In your particular example, just make a separate Tag "Food to Eat Before I Die" and that'd be it... simple, eh? You could also organise it as a sub-tag of "food" tag or whatever.
I personally wouldn't even use multiple tags as jeffito suggested
a tag for "Food", a tag for "Life-Goal"
First of all because I don't need a "life goal" as a separate tag.
It's best to use a single tag for a single list/topic because it's just easier. It's easier to add and it's easier to access later on. I already have some similar Tags, for example I use a Tag "books to read" and so on. I don't use separate "books" and "goal" or "to read" tags because that'd just make it harder to access this list later on.
Tags are better for organisation than notebooks because each note can have multiple tags.
Using separate notebooks is still useful in some cases. For example using an "inbox" notebook as a default notebook for new notes and a "processed" notebook for organised notes...

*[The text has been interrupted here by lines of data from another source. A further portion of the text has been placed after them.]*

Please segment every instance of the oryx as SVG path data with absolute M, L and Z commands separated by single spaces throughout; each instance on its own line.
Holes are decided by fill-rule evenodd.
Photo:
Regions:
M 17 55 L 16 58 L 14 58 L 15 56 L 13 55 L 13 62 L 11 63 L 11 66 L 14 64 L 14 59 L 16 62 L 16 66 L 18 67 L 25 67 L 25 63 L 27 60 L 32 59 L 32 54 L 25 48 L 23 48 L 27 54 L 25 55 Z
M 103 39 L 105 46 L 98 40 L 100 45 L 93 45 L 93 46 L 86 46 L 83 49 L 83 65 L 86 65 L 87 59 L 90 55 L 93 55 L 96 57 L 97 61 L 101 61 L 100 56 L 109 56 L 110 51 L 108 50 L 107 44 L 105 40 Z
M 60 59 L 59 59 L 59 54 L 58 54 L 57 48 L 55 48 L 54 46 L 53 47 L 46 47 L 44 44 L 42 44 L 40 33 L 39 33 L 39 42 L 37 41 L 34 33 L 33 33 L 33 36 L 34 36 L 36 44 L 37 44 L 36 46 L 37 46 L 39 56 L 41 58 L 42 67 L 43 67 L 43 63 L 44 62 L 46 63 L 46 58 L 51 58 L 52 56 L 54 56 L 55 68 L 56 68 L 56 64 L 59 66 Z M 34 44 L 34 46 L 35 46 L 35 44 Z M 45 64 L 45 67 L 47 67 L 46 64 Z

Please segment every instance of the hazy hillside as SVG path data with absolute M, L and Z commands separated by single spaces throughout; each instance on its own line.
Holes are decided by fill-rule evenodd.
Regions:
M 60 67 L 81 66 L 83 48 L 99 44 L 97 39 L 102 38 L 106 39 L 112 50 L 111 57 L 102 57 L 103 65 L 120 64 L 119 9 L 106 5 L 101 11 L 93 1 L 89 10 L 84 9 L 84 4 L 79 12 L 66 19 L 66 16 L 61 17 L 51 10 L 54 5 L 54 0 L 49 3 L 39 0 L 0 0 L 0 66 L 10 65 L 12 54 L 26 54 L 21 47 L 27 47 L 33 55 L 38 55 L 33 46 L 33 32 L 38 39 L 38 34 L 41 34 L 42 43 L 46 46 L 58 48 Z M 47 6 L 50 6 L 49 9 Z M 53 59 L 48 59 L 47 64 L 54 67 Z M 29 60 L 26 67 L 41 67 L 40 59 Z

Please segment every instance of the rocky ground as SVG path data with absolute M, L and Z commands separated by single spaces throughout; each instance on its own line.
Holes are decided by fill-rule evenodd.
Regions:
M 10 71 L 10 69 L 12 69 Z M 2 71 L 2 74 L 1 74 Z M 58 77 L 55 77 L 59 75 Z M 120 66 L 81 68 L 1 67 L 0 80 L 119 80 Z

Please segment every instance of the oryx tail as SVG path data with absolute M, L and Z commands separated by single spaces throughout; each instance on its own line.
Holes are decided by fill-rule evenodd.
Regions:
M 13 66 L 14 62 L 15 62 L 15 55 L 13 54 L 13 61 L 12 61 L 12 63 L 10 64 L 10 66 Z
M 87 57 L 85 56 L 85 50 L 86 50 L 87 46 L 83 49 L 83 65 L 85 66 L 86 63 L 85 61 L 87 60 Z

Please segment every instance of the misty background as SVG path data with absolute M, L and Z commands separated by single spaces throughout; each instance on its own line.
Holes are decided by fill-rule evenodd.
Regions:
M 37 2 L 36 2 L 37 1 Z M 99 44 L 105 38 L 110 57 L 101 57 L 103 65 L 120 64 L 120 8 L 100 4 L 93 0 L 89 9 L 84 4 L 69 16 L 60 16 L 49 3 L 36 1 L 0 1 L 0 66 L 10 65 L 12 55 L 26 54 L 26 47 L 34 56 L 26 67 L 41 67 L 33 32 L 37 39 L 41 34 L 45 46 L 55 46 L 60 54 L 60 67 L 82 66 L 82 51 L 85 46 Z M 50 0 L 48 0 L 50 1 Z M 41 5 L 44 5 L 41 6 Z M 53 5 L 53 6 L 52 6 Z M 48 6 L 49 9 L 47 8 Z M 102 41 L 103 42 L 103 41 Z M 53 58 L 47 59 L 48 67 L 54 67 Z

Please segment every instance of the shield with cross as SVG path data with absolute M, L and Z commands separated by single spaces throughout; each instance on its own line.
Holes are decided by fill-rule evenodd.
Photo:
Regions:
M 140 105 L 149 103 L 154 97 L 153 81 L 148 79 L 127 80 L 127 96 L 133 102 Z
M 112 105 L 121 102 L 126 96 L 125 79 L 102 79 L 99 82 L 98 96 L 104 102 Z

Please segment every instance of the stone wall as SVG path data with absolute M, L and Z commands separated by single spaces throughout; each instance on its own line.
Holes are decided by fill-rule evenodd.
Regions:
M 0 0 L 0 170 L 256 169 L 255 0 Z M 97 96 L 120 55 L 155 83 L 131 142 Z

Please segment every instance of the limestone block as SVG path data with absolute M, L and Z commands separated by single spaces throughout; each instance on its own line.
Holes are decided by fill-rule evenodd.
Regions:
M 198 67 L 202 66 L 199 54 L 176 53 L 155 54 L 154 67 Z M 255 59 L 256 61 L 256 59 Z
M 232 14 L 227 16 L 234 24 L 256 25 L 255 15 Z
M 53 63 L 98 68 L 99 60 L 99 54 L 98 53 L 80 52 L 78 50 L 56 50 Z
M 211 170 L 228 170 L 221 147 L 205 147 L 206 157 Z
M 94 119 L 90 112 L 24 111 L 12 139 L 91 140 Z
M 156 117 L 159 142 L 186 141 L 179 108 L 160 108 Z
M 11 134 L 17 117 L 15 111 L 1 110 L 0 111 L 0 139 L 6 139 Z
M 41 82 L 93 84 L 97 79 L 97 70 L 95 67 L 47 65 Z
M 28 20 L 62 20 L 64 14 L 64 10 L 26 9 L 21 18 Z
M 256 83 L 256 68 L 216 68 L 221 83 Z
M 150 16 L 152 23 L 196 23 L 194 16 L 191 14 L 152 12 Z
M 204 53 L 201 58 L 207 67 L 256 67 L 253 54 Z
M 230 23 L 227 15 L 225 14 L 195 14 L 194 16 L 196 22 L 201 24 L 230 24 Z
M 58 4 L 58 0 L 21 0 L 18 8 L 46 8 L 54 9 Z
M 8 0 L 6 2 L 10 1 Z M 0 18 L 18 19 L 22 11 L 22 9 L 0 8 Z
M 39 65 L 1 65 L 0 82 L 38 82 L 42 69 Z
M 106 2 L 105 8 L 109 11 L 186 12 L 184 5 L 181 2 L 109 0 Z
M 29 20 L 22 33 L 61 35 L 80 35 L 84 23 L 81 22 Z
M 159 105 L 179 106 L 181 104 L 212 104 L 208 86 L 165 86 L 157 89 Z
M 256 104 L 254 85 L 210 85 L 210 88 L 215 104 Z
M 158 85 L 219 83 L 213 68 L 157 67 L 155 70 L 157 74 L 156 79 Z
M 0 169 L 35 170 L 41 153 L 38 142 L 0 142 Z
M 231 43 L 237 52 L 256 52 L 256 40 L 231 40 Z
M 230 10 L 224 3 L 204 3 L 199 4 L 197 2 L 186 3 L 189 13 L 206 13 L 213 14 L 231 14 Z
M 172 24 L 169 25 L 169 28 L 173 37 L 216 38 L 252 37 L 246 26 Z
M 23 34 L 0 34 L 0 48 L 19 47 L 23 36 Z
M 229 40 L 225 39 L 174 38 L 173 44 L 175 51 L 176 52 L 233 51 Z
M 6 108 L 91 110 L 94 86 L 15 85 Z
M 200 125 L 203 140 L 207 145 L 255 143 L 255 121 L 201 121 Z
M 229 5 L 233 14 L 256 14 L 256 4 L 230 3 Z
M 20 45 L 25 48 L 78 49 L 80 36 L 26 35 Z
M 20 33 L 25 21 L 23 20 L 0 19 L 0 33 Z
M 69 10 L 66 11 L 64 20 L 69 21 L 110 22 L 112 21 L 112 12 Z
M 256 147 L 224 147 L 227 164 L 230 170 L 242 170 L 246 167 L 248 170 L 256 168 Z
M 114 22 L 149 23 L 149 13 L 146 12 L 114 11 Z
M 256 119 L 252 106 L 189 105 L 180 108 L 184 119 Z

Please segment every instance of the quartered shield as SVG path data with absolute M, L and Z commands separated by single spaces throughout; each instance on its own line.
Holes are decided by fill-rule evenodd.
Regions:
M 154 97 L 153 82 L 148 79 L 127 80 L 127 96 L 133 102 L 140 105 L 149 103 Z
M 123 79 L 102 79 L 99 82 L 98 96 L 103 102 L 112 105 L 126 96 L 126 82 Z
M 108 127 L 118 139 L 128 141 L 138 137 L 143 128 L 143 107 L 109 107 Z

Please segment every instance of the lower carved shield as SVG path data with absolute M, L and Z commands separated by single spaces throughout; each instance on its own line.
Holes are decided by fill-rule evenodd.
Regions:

But other than that you don't even need to use multiple notebooks at all, everything could be organized in a single notebook and multiple different tags. There is nothing you can do with notebooks which couldn't also be done with tags except sharing notes and storing notes locally with local notebooks.
Organise each note with tags in as many ways as possible. The more "places" you put the note in, the easier it is to find it later. But give up control... Use only as many/little tags as you need, you don't want to be wasting time by trying to define all possible ways to organise each note in Evernote.
Here's for example an article I've just saved:

I don't use this many tags often. I usually use 1-3 tags.
However health is my area of interest and I have several hundreds of notes related to this topic and its sub-topics and so I used 8 tags in this case because I already had all of those tags before and I already had notes related to all of those sub-topics.